I hadn’t quite thought of the clerk’s hair in terms of “marvelous,” but I guess it was. Expression, Uncle Loyal says. I decide to play along with him a little more. I had to admit it; I am having fun clowning around with Uncle Loyal. Who would have guessed?
“I’m feeling as though something magical happened in the office tonight, Uncle Loyal.”
“In what way?”
“It was destiny that I met Evelyn, the motel clerk.”
“That is wonderful, Levi. Few things in life are pure coincidence. Perhaps you can express your thoughts to her when we check out in the morning. I imagine she has many admirers, particularly among those who drive trucks for a living.”
“It’s going to be a long night. Thinking of Evelyn and her hair, all piled up like that.”
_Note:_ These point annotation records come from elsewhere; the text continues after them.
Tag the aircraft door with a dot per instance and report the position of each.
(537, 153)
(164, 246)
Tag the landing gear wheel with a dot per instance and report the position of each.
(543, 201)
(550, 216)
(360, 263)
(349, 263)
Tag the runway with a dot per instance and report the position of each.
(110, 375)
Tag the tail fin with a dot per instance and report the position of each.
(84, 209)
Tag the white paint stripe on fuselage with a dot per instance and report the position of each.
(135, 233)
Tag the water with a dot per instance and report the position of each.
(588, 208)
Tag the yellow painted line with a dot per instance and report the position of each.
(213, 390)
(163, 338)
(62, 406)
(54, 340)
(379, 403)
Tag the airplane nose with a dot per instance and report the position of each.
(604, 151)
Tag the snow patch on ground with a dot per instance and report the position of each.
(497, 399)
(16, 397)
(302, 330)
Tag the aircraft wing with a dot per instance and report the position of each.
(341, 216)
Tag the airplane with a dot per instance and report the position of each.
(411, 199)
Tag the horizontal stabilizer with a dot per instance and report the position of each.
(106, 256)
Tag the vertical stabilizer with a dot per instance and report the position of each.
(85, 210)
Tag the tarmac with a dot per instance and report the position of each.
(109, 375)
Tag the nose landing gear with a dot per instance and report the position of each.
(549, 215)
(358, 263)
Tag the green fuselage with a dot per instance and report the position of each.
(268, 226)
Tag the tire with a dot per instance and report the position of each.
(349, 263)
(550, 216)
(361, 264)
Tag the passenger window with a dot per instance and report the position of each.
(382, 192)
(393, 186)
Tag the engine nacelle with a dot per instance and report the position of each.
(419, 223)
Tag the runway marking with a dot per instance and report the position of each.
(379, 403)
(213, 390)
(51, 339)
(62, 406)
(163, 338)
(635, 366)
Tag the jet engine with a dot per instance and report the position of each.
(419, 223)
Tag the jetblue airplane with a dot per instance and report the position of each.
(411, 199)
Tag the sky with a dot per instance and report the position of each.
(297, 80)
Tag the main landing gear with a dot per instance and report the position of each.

“It will make for pleasant dreams, although you said you’re not tired. As for me, I’d like to turn in. I thought ahead enough to pack some pajamas. If you’ll excuse me, I’ll go into the bathroom and change into them. I’m ready for a snooze.”
“Go ahead. I may just skip the formalities and head straight for the sleeper. Maybe I am a little zonked. Toss some Zs up in the air before you can blink your eyes.”
Uncle Loyal changes his clothing and comes back toward the bed. He is wearing some plaid cotton pajamas and slippers. He gingerly sits on the edge of the bed.